In the previous study [8], the author suggested that the basic model is capable of explaining early viral kinetics during therapies but is incapable of explaining long-term viral kinetics. Under the conditions utilized in this paper, the basic model might not be able to explain the second phase. The author considers that the RE model might be more appropriate for analyzing the second phase than the basic model because the RE model is capable of exhibiting the various gradients of the second phase according to various values of parameter ε as shown in Figure 1B.
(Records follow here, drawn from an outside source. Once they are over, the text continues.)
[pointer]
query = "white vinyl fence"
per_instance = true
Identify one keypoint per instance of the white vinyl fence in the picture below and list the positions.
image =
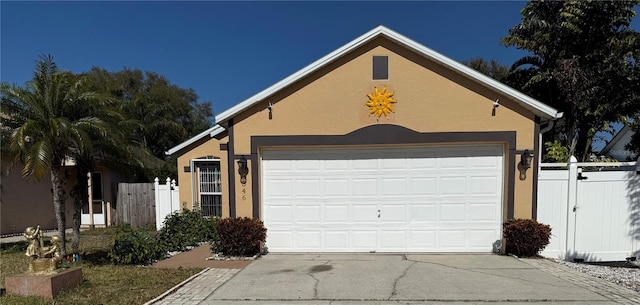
(593, 210)
(167, 200)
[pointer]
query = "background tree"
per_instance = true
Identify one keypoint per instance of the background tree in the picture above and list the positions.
(167, 114)
(46, 127)
(584, 63)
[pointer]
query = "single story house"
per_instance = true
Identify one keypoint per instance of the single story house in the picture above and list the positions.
(30, 203)
(615, 148)
(383, 145)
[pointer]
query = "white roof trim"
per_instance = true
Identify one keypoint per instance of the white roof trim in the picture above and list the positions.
(212, 132)
(540, 109)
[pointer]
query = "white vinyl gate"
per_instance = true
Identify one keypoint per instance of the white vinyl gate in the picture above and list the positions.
(167, 200)
(594, 215)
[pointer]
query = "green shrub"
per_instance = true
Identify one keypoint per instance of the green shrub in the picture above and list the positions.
(526, 237)
(239, 236)
(135, 247)
(186, 229)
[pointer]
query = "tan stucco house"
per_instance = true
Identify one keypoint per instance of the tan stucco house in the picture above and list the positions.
(382, 145)
(30, 203)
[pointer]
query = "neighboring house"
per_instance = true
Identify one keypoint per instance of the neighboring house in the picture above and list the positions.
(24, 203)
(382, 145)
(616, 147)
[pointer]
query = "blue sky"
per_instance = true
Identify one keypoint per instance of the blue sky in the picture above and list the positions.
(229, 51)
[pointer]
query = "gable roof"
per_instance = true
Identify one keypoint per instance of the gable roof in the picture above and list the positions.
(545, 112)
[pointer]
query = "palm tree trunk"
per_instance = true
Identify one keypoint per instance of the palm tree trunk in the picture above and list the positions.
(77, 219)
(58, 182)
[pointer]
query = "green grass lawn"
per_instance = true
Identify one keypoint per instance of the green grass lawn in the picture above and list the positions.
(103, 282)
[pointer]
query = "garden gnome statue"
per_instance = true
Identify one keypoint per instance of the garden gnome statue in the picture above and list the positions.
(42, 259)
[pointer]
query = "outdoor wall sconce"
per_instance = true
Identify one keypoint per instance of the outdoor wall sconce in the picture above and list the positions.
(525, 159)
(243, 170)
(525, 163)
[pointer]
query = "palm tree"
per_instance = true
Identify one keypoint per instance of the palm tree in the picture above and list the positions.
(49, 122)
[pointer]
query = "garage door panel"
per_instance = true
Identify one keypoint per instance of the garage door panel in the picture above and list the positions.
(338, 187)
(480, 238)
(483, 185)
(337, 240)
(367, 213)
(393, 213)
(452, 239)
(412, 199)
(279, 213)
(306, 165)
(279, 187)
(422, 185)
(393, 186)
(364, 187)
(306, 188)
(366, 240)
(308, 239)
(421, 213)
(454, 185)
(308, 214)
(483, 212)
(452, 212)
(422, 240)
(393, 240)
(370, 165)
(336, 213)
(280, 240)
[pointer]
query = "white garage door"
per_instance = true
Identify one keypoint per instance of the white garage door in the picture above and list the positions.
(401, 199)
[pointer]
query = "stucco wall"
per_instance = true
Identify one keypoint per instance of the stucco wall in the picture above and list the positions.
(24, 204)
(430, 99)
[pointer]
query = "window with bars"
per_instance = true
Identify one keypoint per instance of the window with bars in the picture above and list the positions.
(210, 188)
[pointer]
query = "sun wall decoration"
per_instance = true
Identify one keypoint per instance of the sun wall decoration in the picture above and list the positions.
(380, 102)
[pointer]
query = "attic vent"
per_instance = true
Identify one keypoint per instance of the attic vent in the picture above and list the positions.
(380, 67)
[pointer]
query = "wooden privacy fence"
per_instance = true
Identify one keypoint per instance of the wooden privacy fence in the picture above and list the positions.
(135, 205)
(593, 210)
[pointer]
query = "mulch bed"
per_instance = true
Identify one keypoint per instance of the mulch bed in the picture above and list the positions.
(197, 258)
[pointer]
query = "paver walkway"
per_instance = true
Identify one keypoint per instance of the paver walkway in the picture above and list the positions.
(196, 288)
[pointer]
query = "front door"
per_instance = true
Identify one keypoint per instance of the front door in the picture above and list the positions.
(98, 209)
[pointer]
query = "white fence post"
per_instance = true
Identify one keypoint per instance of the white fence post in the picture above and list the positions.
(175, 197)
(572, 206)
(159, 210)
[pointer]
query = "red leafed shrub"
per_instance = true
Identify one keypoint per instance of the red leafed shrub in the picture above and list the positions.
(239, 236)
(526, 237)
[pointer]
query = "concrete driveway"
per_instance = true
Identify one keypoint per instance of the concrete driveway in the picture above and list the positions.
(412, 279)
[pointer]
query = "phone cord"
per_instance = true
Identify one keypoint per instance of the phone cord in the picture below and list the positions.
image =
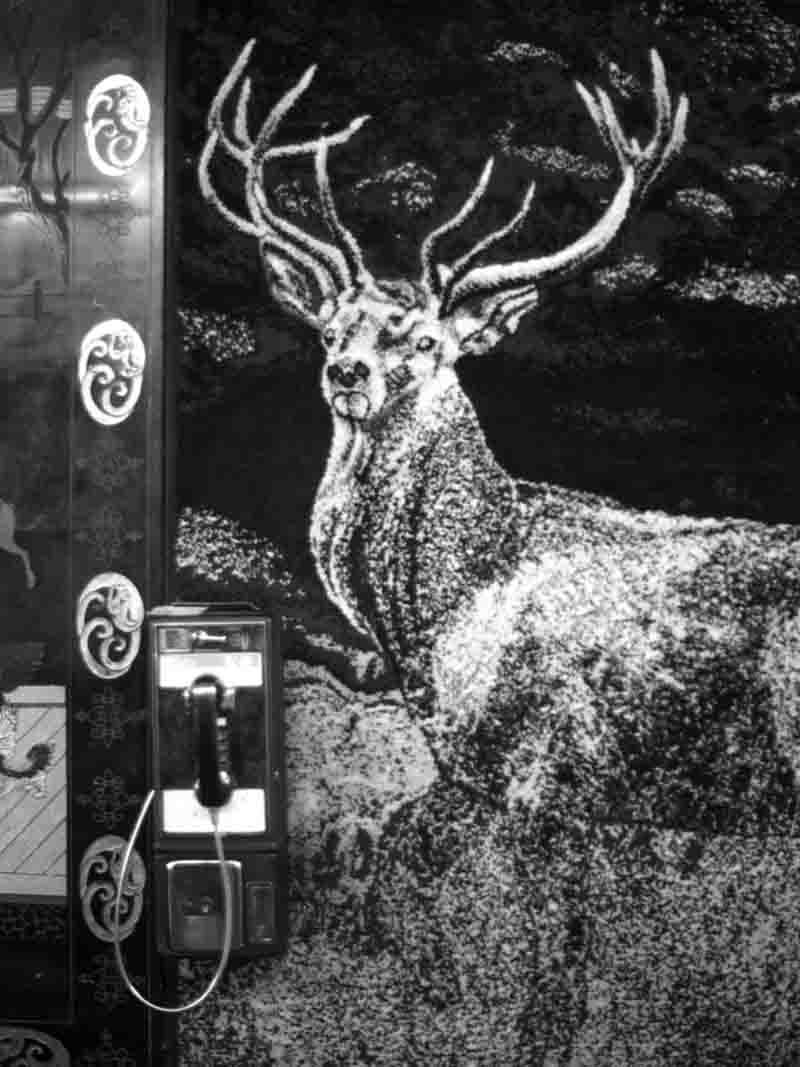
(227, 893)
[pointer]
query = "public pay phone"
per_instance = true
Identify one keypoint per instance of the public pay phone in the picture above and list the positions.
(218, 853)
(217, 757)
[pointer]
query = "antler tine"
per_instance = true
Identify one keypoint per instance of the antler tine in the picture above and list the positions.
(346, 240)
(668, 137)
(461, 266)
(640, 169)
(430, 276)
(265, 223)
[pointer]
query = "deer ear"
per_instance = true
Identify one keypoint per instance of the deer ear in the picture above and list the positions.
(304, 293)
(481, 324)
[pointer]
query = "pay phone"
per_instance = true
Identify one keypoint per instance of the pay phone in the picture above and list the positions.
(218, 853)
(216, 746)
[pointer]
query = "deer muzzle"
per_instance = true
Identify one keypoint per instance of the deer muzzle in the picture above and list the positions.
(348, 383)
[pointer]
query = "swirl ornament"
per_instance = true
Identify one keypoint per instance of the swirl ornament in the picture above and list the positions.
(99, 878)
(116, 125)
(20, 1046)
(110, 370)
(109, 623)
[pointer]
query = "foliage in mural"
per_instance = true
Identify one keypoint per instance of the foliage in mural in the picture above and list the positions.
(529, 824)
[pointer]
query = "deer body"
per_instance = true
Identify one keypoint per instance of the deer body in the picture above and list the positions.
(546, 635)
(546, 639)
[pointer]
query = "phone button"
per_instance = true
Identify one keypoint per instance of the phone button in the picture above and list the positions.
(260, 906)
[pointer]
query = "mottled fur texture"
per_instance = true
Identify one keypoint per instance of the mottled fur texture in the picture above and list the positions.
(547, 638)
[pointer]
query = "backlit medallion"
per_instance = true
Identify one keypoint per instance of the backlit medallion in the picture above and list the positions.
(110, 370)
(99, 879)
(20, 1046)
(109, 624)
(116, 125)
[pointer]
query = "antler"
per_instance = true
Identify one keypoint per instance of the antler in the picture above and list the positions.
(284, 245)
(640, 169)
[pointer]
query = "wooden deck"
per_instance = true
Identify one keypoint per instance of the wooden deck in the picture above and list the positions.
(33, 811)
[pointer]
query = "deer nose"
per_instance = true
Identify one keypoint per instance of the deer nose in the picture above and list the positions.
(348, 375)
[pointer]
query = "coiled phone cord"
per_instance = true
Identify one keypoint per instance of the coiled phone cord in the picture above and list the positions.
(227, 894)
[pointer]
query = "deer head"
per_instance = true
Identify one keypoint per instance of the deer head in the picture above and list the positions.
(385, 339)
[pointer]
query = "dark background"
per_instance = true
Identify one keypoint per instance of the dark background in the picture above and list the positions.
(676, 388)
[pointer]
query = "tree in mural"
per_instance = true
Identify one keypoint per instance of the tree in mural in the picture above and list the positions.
(50, 206)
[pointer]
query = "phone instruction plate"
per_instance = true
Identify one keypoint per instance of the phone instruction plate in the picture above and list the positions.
(237, 669)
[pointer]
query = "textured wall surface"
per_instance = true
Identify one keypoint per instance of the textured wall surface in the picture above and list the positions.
(555, 826)
(429, 928)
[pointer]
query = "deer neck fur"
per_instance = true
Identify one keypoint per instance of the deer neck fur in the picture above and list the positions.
(412, 514)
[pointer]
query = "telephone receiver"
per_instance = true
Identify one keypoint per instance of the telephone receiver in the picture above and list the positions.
(217, 766)
(212, 707)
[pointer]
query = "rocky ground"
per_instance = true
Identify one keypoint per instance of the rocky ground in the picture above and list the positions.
(427, 928)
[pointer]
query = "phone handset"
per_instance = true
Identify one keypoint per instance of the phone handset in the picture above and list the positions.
(212, 709)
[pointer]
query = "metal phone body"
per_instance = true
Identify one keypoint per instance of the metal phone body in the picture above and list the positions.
(217, 741)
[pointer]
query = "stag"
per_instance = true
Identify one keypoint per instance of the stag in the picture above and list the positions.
(545, 637)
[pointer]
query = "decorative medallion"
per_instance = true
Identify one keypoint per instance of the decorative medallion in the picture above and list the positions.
(116, 125)
(106, 717)
(19, 1047)
(109, 798)
(109, 623)
(110, 370)
(109, 466)
(99, 878)
(107, 535)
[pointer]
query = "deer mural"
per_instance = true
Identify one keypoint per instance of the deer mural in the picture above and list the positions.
(546, 638)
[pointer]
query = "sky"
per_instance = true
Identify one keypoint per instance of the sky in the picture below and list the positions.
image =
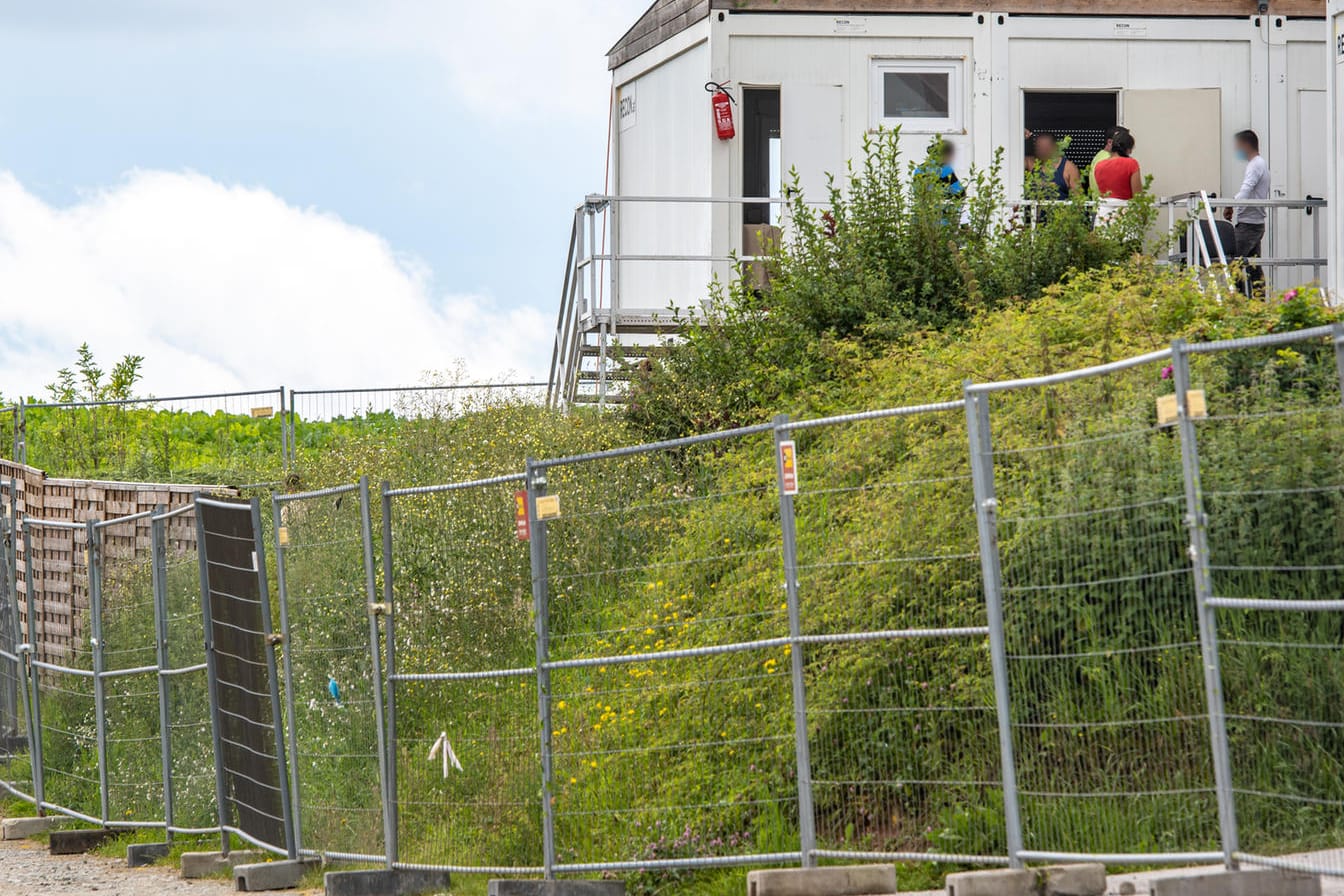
(317, 194)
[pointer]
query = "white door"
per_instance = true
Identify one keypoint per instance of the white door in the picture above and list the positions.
(1308, 234)
(1178, 137)
(812, 136)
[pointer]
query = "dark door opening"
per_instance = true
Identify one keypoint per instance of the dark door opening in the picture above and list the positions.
(1079, 117)
(761, 175)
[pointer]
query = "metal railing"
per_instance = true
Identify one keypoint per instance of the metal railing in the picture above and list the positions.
(632, 259)
(1290, 225)
(1087, 615)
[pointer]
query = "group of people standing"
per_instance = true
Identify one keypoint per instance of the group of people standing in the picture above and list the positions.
(1113, 173)
(1114, 177)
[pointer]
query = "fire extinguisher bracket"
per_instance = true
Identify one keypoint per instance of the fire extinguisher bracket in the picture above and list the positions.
(721, 102)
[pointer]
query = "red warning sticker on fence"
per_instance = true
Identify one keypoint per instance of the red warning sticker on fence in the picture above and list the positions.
(522, 525)
(789, 468)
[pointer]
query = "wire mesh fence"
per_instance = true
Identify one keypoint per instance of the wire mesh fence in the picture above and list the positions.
(122, 615)
(1083, 615)
(190, 798)
(899, 703)
(332, 669)
(671, 723)
(463, 716)
(1108, 703)
(1270, 441)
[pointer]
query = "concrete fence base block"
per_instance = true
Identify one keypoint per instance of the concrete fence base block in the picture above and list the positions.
(1007, 881)
(75, 842)
(24, 828)
(557, 888)
(141, 855)
(386, 883)
(1073, 880)
(1241, 883)
(195, 865)
(840, 880)
(277, 875)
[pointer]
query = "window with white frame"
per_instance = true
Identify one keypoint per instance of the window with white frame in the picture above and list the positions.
(921, 96)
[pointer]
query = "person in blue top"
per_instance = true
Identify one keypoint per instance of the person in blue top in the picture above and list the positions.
(1058, 176)
(941, 155)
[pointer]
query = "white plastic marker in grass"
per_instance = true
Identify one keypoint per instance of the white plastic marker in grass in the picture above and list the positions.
(444, 748)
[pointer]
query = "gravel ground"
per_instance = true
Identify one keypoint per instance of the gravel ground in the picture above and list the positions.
(27, 869)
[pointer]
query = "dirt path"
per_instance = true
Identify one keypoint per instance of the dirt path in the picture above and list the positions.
(27, 869)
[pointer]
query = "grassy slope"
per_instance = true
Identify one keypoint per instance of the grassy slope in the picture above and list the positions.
(694, 756)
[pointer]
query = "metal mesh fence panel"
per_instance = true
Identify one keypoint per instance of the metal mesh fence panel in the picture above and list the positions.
(15, 766)
(464, 711)
(249, 744)
(332, 692)
(124, 591)
(1272, 465)
(669, 705)
(67, 767)
(1108, 703)
(190, 736)
(899, 699)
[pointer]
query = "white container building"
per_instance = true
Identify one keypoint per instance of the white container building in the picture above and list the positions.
(811, 78)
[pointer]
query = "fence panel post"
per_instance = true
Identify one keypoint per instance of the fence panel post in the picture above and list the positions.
(375, 658)
(211, 681)
(540, 610)
(39, 793)
(1196, 521)
(159, 580)
(1337, 337)
(788, 529)
(286, 672)
(93, 546)
(390, 700)
(987, 524)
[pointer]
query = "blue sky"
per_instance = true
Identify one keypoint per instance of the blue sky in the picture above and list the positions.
(456, 136)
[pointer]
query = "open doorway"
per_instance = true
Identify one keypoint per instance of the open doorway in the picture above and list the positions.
(761, 167)
(1082, 117)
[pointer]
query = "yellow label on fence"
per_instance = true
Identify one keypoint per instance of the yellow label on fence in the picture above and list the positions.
(547, 507)
(1167, 410)
(1195, 403)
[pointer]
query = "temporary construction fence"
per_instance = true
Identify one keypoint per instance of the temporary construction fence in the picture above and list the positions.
(1092, 614)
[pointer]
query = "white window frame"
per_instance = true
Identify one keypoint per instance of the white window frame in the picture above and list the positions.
(952, 124)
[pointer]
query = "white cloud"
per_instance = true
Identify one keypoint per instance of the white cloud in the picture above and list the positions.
(512, 61)
(229, 288)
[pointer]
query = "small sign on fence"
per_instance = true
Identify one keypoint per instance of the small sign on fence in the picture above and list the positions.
(1168, 411)
(789, 468)
(547, 507)
(522, 525)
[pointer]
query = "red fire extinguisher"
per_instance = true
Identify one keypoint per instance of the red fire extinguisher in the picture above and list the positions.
(722, 104)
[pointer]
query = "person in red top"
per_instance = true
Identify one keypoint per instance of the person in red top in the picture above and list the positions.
(1118, 176)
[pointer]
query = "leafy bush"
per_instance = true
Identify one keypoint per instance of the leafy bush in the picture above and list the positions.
(890, 253)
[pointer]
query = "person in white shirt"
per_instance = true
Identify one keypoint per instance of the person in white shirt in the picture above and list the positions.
(1250, 220)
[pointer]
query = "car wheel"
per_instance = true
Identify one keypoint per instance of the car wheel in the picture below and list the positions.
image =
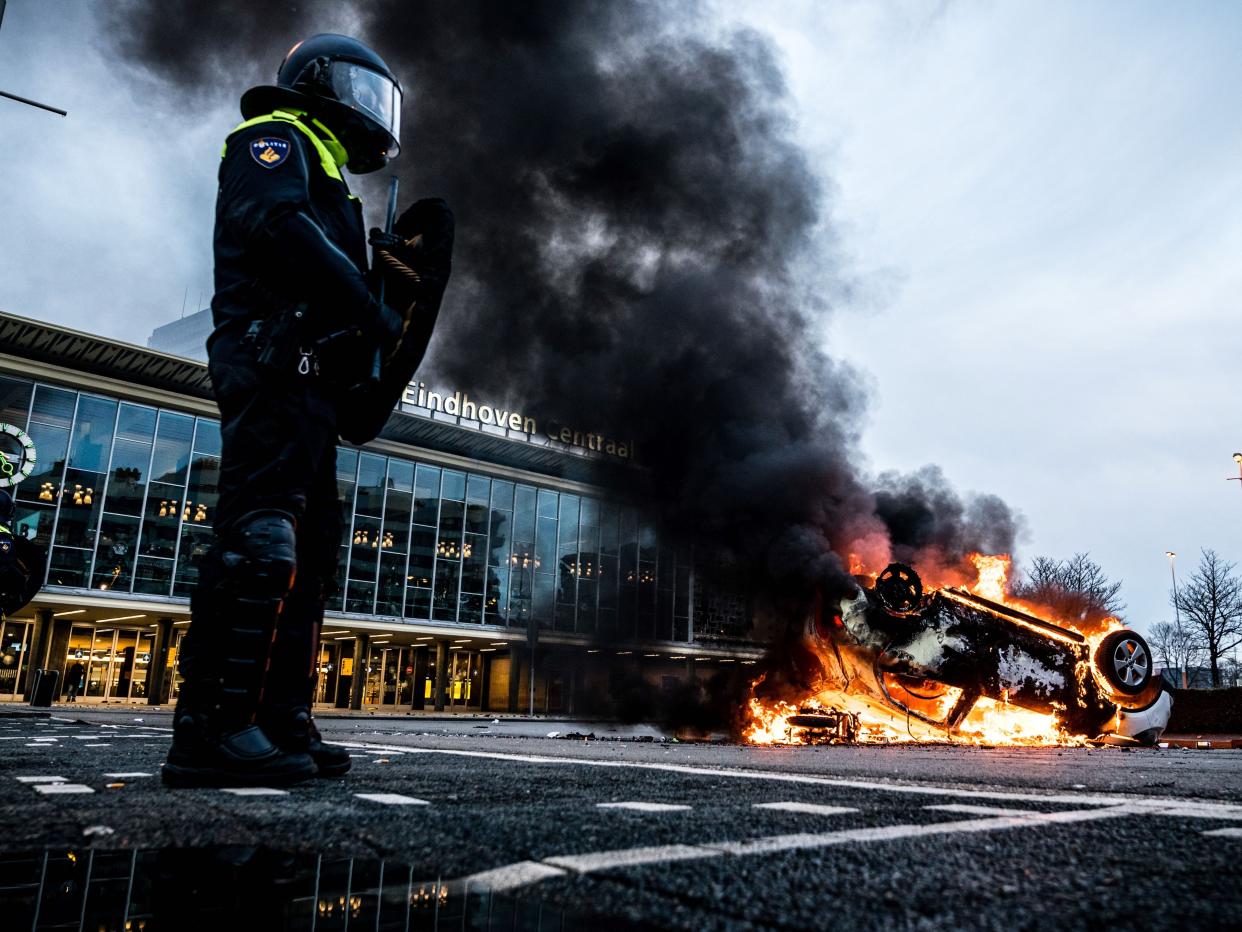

The discrepancy in the estimated infected-cell clearance rates was investigated in this study. The author considers that we have to assure whether the values of the other parameters are also reasonable medically. Because a new problem of drug resistant mutations has occurred, modeling HCV infection during treatment has to be more complicated [17,18]. Nevertheless, in the future, modeling HCV infection will help us with making predictions of treatment outcomes clinically.
Conclusion
In the present study, the author compared the basic model [5] to the RE model [8] in terms of the second phase. Under the conditions of this study, regulating the efficacy of treatment in the basic model was incapable of producing a trend in the second phase that mimicked the clinical data [3,19]; however, regulating the infected-cell clearance rate was capable of mimicking this phase. The author considers that the estimated infected-cell clearance rate differs depending on the type of treatment because fitting the second phase in the basic model to viral load by regulating efficacy is difficult, but fitting it by regulating the infected-cell clearance rate is not difficult. In contrast, regulating the efficacy of treatment in the RE model was able to produce a trend in the second phase that mimicked the clinical data [3,19].The author considers that the RE model is thus more appropriate for analyzing the second phase.